How do i find the tangential acceleration??

Question

If the motion of a particle is defined by:
x = 7t^2 + 6t +9 and
y = 6t^3 -9
where x and y are in m, and t is in secs

what is the component of acclereation in the tangetial direction when t=2.0s??

From what i understand,
dx/dt= 14 and dy/dt= 36t. If i substitute t= 2.0 in both these equations, and find the magnitude of this, then a= 73.34m/s^2... How do i find the acceleration in the TANGETIAL direction though..

Help please,
many thanks

Answer 1

You get the component of a vector into the direction of any other by projecting it on the other vector. Mathematically this is done by building the scalar product with the unit vector into the asked direction. Now you just need to know that the velocity is tangential in each point of the path.
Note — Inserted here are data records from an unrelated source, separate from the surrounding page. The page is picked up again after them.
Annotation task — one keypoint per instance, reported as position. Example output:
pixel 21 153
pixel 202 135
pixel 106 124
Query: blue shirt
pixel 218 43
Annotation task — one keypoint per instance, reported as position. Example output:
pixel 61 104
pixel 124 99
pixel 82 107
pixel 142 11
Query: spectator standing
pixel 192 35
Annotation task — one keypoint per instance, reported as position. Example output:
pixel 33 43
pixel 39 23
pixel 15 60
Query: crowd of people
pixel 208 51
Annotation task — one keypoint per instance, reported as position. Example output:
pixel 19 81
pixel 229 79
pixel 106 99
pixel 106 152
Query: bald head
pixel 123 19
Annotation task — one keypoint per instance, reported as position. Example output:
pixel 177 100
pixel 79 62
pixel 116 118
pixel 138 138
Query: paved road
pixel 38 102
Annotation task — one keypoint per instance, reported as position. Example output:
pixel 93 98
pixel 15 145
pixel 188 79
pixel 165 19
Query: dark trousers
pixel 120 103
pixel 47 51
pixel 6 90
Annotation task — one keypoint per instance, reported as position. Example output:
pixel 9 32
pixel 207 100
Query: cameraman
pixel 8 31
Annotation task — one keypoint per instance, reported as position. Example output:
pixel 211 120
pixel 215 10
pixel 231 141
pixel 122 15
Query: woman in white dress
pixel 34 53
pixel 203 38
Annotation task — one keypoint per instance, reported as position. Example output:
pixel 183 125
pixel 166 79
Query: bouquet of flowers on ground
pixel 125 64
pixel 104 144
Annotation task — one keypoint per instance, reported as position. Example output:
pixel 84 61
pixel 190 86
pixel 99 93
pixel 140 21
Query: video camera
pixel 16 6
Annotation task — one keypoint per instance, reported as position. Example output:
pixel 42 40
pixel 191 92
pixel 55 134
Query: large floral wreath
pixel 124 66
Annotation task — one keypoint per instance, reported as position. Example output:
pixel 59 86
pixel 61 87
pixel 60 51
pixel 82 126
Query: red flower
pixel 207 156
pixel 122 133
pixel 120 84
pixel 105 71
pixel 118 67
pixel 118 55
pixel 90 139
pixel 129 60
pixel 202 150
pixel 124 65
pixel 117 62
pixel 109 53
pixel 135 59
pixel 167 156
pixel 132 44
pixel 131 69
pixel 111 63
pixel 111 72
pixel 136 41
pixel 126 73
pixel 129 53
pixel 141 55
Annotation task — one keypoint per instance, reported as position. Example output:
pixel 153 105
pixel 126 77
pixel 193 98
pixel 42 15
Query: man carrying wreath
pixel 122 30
So calculate the vectorial velocity, divide it by it's absolute value to get the unit vector and multiply that with the vector of the acceleration.

Answer 2

x = 7t^2 + 6t +9
y = 6t^3 -9

dx/dt = 14t + 6
dy/dt = 18t^2

d2x/dt2 = 14
d2y/dt2 = 36t

So, at time t=2, the velocity is v = (34, 72) and the acceleration is a = (14, 72).
The component of acceleration in the direction of v (which is the tangential direction) is given by
(a.v) v / ||v||^2
where (a.v) represents the vector dot product: so it is
[(34×14 + 72×72) / (34^2 + 72^2)] (34, 72)
= 5660/6340 (34, 72)
= (30.4, 64.3) to 1 d.p.

You can also convert v into a unit vector u = v / ||v|| = (0.4270, 0.9042). Then the acceleration in the tangential direction is simply (a.u) u = (71.08) (0.4270, 0.9042) = (30.4, 64.3) as before.

If you only want the magnitude of the acceleration in the tangential direction, it is (a.v) / ||v|| = 71.08 m/s^2.